Hamsters are omnivores, in the wild they would eat seeds, whatever vegetables they could find, grains like barley, wheat, corn and oats, plant roots, other small animals and insects. Hamsters are nocturnal and forage for food during the night to stash in their burrow and eat at a later time. Guardians should supply their hamster with a good quality commercial seed mix as a base to their diet. These little creatures can safely eat some vegetables such as broccoli and asparagus, as well as fruits like banana and apple and herbs such as parsley and basil. Hamsters can eat little chunks of beef and small amounts of boiled egg. They should not be fed tomato or potato tops, raw kidney beans, onions or raw rhubarb as it could seriously harm them.
Gerbils are opportunistic omnivores that hoard food.
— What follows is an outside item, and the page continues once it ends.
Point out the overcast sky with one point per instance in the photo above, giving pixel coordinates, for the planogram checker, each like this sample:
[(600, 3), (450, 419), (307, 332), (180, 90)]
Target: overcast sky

In their natural habitat they would eat grasses, shrubs, plants, grains like buckwheat and millet, seeds, fruits and insects. Their diet would change according to local the climate and foods available in the area. In captivity, guardians should offer gerbils a good quality commercial food mix with additional grains such as oats or millet, along with timothy or alfalfa hay. Gerbils benefit from eating a variety of vegetables such as peas and celery as well fruits like bananas and apples.
They also enjoy eating live mealworms and crickets. Gerbils should be assessed immediately by a Veterinarian if their faeces become very loose or their hind-quarters become soiled.
Rats and mice are omnivores; they eat similar foods but there are some nutritional differences. For example, rats need more fibre and protein but less fat than mice. Rats and mice should be fed a good quality commercial rodent food mix as their base diet but mice shouldn’t be given a loose seed mix as they won’t eat everything and will therefore miss out on some nutrients. According to research, rats benefit from eating a soy meal block, this not only provides them with nutrients but also offers them a chance to chew. They can eat fruits such as strawberries and blueberries, and vegetables like broccoli and butternut squash. Mice also benefit from eating a food block or pellet mix. They can eat vegetables such as cabbage, peas and broccoli and fruits like apples or bananas. Onions, corn, peanuts and beans are harmful to rats and mice and should be avoided. Rodents should never be fed chocolate, sugary products, salted foods, caffeine or anything that contains alcohol as it is very harmful to them.
Any changes to your pet’s diet should be done gradually and new foods added in small amounts. If they have a medical condition, it’s advisable to speak with a Vet for advice before making dietary changes.